Justice Ginsburg: Confirmations Should Be Less Contentious
Justice Ginsburg receives the ABA Medal.
Video from ABANow.org.
Justice Ruth Bader Ginsburg, appearing Monday before the ABA House of Delegates, called for a return to the less contentious U.S. Supreme Court confirmations that she experienced 17 years ago.
“May the Senate one day return to the collegial and bipartisan spirit that Justice [Stephen G.] Breyer and I had the good fortune to experience,” she said. Ginsburg was awarded the ABA Medal, the association’s highest honor.
“Without ABA support, I do not believe I would hold the good job I have today,” she told members of the House. She received the ABA’s highest rating when nominated for the U.S. Court of Appeals for the District of Columbia Circuit in 1980 by President Jimmy Carter.
“That rating made me invulnerable to attack as unqualified for the appointment,” she said.
Ginsburg was involved in several ABA leadership posts before she joined the bench. She joined the ABA Journal Board of Editors in 1972—the same year she joined the faculty of Columbia Law School. In 1978, she joined a 12-person ABA delegation on a visit to China at a time the country was only just opening to outsiders.

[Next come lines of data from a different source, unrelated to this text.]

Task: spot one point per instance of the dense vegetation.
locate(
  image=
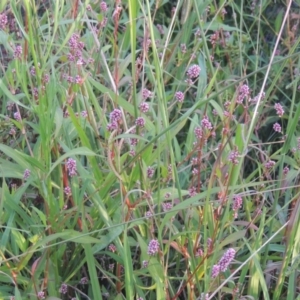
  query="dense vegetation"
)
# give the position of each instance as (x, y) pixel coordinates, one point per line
(149, 150)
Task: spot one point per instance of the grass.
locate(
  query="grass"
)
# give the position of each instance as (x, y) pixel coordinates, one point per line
(149, 150)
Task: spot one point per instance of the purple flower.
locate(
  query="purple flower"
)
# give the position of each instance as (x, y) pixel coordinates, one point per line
(12, 131)
(167, 206)
(215, 271)
(160, 29)
(198, 132)
(103, 6)
(140, 121)
(279, 109)
(192, 191)
(148, 214)
(146, 94)
(112, 126)
(115, 115)
(236, 205)
(179, 96)
(26, 174)
(277, 127)
(145, 263)
(71, 167)
(17, 116)
(18, 52)
(226, 259)
(84, 114)
(144, 107)
(153, 247)
(67, 191)
(237, 202)
(63, 289)
(32, 71)
(183, 48)
(167, 195)
(244, 91)
(78, 79)
(84, 280)
(3, 21)
(112, 248)
(195, 171)
(269, 164)
(41, 295)
(199, 252)
(150, 172)
(46, 78)
(193, 71)
(233, 157)
(206, 123)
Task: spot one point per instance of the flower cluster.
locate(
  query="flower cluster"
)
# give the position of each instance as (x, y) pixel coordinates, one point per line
(198, 132)
(18, 52)
(236, 205)
(150, 172)
(114, 117)
(206, 123)
(244, 91)
(233, 157)
(167, 206)
(279, 109)
(144, 107)
(140, 121)
(26, 174)
(223, 263)
(153, 247)
(76, 48)
(179, 96)
(146, 94)
(193, 71)
(277, 127)
(63, 289)
(71, 167)
(3, 21)
(192, 191)
(103, 6)
(269, 164)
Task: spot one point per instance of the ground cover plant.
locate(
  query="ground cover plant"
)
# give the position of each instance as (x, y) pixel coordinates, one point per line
(149, 150)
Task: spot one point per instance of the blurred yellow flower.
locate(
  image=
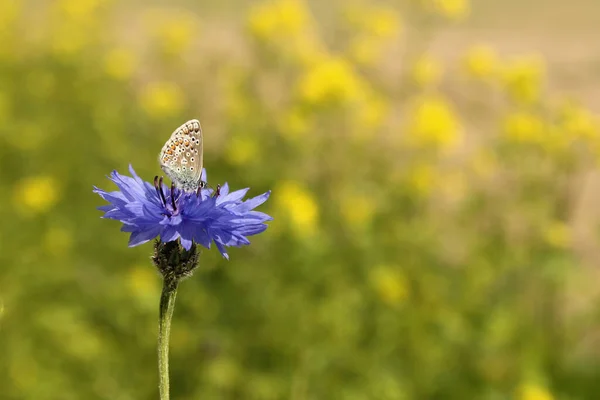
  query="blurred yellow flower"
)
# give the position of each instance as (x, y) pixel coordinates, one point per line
(298, 206)
(376, 27)
(79, 10)
(294, 125)
(481, 62)
(120, 63)
(223, 372)
(289, 27)
(390, 284)
(433, 122)
(579, 122)
(533, 392)
(58, 241)
(525, 127)
(452, 9)
(484, 163)
(453, 185)
(242, 150)
(357, 210)
(35, 195)
(558, 234)
(5, 106)
(376, 21)
(422, 179)
(174, 31)
(41, 84)
(365, 50)
(331, 81)
(143, 283)
(162, 99)
(427, 71)
(523, 79)
(9, 12)
(372, 113)
(279, 18)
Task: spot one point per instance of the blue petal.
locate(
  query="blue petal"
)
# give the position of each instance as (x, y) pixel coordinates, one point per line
(140, 237)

ABA leaders determined “it would not do to present as representatives of the association only white men of a certain age,” she recalled. She agreed to keep a diary of the trip—on which she was the only person to have her own room—in return for copies of her colleagues’ photographs. The diary, “American Bar Association Visits the People’s Republic of China” was published in the October 1978 issue of the ABA Journal.
“I have lived long enough to see great changes in our profession, and I appreciate beyond reckoning” the ABA award, she said.
She is only the fourth woman to receive the honor. The others were Shirley M. Hufstedler, a former U.S. secretary of education and appellate court judge in both state and federal systems; Sandra Day O’Connor, former associate justice of the Supreme Court; and Patricia M. Wald, former chief judge of the U.S. Court of Appeals for the District of Columbia Circuit.
Ginsburg was appointed to the Supreme Court in 1993, after having served 13 years on the D.C. Circuit. Before her appointment as a federal judge, she was a professor at Columbia Law School and at Rutgers School of Law–Newark—the latter in the early 1960s, when there were only 20 female law professors in the country.
She also was general counsel for the American Civil Liberties Union, served on its national board, and was counsel to the ACLU Women’s Rights Project, coinciding with her teaching at Columbia. While active with the ACLU, she argued six cases before the U.S. Supreme Court, and submitted briefs in 18 more.
She also held leadership positions in the American Law Institute, Association of the Bar of the City of New York and the Association of American Law Schools.
When she graduated from Columbia Law School in 1959, a Supreme Court justice refused to interview her for a clerkship because she was a woman, despite a glowing recommendation from the dean of Harvard Law School.